Process Documentation: Troubleshooting and Restarting Stuck Job Machine Processes

1. Purpose

This document provides a step-by-step guide for Operations (Ops) personnel to diagnose, terminate, and restart job machine processes that are identified as "stuck" or non-responsive. The goal is to quickly restore processing flow and prevent data backlog.

2. Scope

This procedure applies to specific application processes running on "job machines" (servers dedicated to processing tasks), particularly those identified by the zabbix monitoring system.

3. Prerequisites

Before starting this procedure, ensure you have:

Access: SSH access to the relevant server with sudo privileges.
Access: Database access.

4. Shared Responsibilities

Ops (Primary): Initial detection, triage, process identification, execution of kill/restart commands, internal communication.
Dev (Secondary/Escalation): Deeper diagnosis of application-level issues, code-related problems, assistance with specific application restart procedures if complex.
Infra (Secondary/Escalation): Diagnosis of underlying infrastructure issues (OS, network, disk, VM), assistance with server-level restarts if required.
BP (Information Only): To be informed of critical incidents and potential service impact.

5. Process Steps

Step 1: Verify the "Stuck" Condition

Trigger: You have received an alert from Check Jobmachin PID file age {HOST.NAME} Check /apps/log/midgard/jobmachine.sh-message.log if jobmachine is running (or another monitoring system) indicating an JobMachine possibly is stuck.

Check Job machine Logs:
- SSH to the server indicated in the alert.
- Navigate to the log directory (e.g., /apps/log/midgard/jobmachine.sh-message.log.[yyyy-mm-dd-hh]).
- Examine the logs for the current day, if logs are written inform ops that standby check was falsely alerted.
- Check Database table "qcjob" if there are job with status "IPR"
- In case logs are not written and there is no job with status "IPR" that indicates jobmachine is stuck.
Identify the Corresponding Process:
- Determine the process id's need to be killed: on the server type:
- Command Example: bash ps fx

Step 2: Terminate Identified Processes

WARNING: Terminating processes can cause data loss or service disruption if not handled carefully. Always confirm the correct PID before proceeding. If unsure, escalate to senior Ops or Dev.

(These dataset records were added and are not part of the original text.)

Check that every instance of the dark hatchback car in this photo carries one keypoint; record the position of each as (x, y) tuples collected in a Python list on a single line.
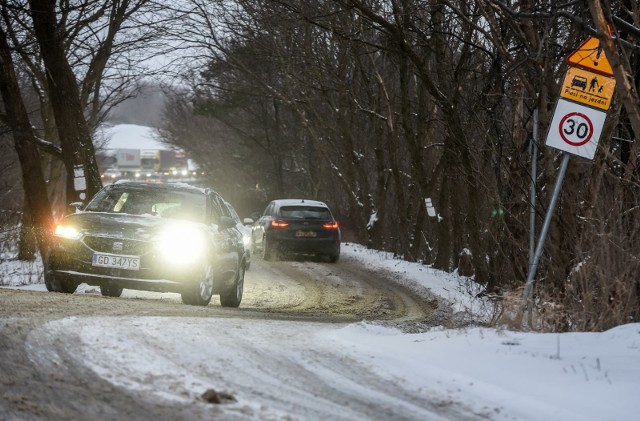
[(154, 237), (297, 226)]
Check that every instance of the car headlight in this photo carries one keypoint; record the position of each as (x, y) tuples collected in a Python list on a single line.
[(66, 231), (181, 243)]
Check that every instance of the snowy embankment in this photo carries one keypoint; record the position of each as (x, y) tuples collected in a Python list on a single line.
[(269, 365)]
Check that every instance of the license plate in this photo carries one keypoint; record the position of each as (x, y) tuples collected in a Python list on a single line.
[(116, 261)]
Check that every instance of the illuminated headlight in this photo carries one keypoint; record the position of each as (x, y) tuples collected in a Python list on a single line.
[(181, 243), (65, 231)]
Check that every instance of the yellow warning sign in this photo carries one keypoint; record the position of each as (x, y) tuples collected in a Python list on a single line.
[(591, 56), (588, 88)]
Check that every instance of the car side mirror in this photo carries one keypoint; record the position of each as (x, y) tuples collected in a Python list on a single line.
[(74, 207), (226, 223)]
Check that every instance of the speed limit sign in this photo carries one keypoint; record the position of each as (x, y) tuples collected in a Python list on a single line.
[(576, 129)]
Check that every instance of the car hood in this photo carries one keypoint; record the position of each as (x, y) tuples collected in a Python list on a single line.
[(138, 227)]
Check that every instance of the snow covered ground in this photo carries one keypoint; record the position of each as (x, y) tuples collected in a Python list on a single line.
[(494, 373)]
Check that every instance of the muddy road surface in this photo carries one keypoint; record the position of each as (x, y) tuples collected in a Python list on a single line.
[(45, 374)]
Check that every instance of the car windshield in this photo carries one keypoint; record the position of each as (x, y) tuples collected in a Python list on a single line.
[(305, 212), (150, 201)]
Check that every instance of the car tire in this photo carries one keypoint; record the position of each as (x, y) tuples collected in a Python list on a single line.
[(200, 293), (54, 284), (111, 291), (267, 250), (232, 296)]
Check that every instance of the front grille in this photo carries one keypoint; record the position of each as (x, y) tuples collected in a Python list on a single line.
[(108, 245)]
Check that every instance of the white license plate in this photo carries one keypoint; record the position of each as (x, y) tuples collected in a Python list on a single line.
[(116, 261)]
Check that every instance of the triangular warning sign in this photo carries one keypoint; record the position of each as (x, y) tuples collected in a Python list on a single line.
[(590, 56)]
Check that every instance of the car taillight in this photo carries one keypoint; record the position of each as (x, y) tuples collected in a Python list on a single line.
[(279, 224)]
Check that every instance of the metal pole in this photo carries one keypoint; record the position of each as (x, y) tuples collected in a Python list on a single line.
[(534, 170), (528, 289)]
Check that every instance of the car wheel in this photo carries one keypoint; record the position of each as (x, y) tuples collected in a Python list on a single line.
[(232, 296), (54, 284), (199, 294), (110, 291), (267, 250)]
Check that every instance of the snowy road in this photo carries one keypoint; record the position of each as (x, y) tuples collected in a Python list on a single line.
[(146, 355), (298, 348)]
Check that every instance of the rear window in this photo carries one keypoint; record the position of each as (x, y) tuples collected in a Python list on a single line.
[(304, 212)]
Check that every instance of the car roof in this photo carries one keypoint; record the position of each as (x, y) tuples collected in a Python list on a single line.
[(298, 202), (160, 186)]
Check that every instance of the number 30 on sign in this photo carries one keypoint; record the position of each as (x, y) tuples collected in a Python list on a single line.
[(576, 129)]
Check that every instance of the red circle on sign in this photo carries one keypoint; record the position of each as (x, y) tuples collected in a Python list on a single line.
[(574, 129)]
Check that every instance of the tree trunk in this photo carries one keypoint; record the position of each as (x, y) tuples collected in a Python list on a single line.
[(33, 182), (83, 178)]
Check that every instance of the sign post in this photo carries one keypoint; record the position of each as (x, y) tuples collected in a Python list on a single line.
[(576, 126)]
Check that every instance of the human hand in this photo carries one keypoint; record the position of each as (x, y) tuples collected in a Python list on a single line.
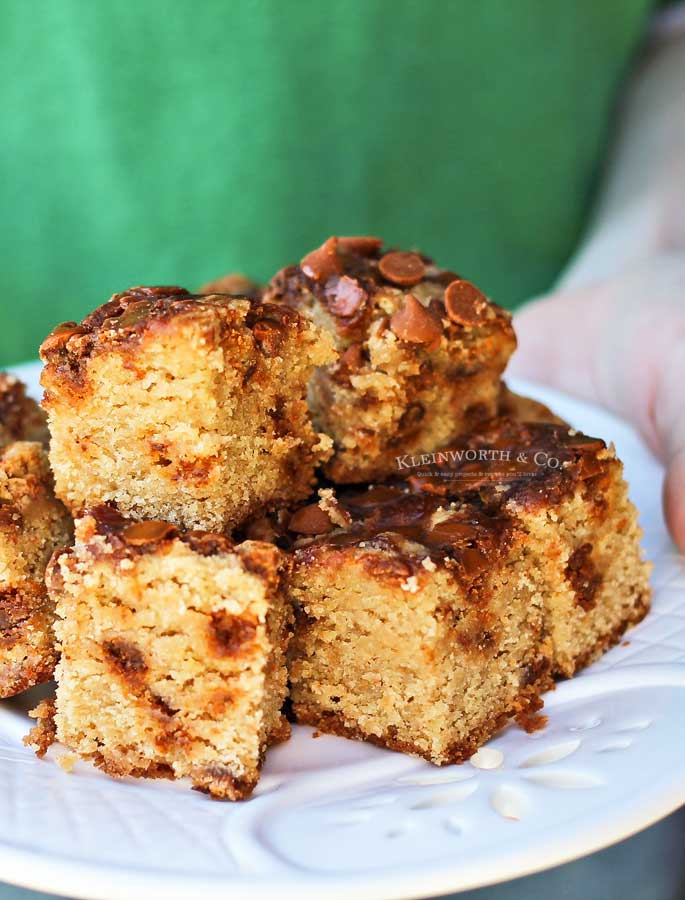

Attempt Graceful Termination (Preferred):
- Try to send a SIGKILL signal, which allows the process to shut down gracefully.
- Command Example: bash sudo kill -9 <PID> (list all pids related to jobmachine process sepparated by space)
- Verify Termination: Immediately run ps fx again.
Repeat if Multiple Instances: If multiple instances of the same stuck process were identified, repeat steps 2.1 for each identified PID.
When process id's were killed remove the process PID file
- Command Example: bash rm /home/qcuser/apps/qc/midgard/scripts/sh/startjobmachine.sh.pid

Step 3: Verify Restoration of Service

Check Jobmachine Logs (Again):
- Navigate to the log directory (e.g., /apps/log/midgard/).
Confirm Jobmachine Resolution:
- Wait for the next Jobmachine run (typically every few minutes).
- You should receive a "Resolved" notification for the previously stuck process. If you do not, revisit Step 1 and re-evaluate.
Check Application Logs:
- Review the application's own logs for any errors or warnings during startup and during message processing.
- Command Example: bash tail -f `/apps/log/midgard/jobmachine.sh-message.log.[yyyy-mm-dd-hh]`
- Check Database table "qcjob" if there are job with status "IPR" exists, in case "IPR" not exists, check that there are also now entries with status "NEW" and outdated start time.

Step 4: Document and Review

Update Incident Ticket:
- Record all actions taken: timestamps, commands executed, PIDs killed, and observations.
- State the final resolution and service restoration time.
Internal Communication:
- Update relevant internal channels (e.g., incident chat) with the resolution status.
Consider Post-Mortem / RCA:
- If the process was stuck due to an unknown reason, or if this is a recurring issue, propose or initiate a Root Cause Analysis (RCA) meeting with relevant teams (Ops, Dev, Infra) to identify and address the underlying cause.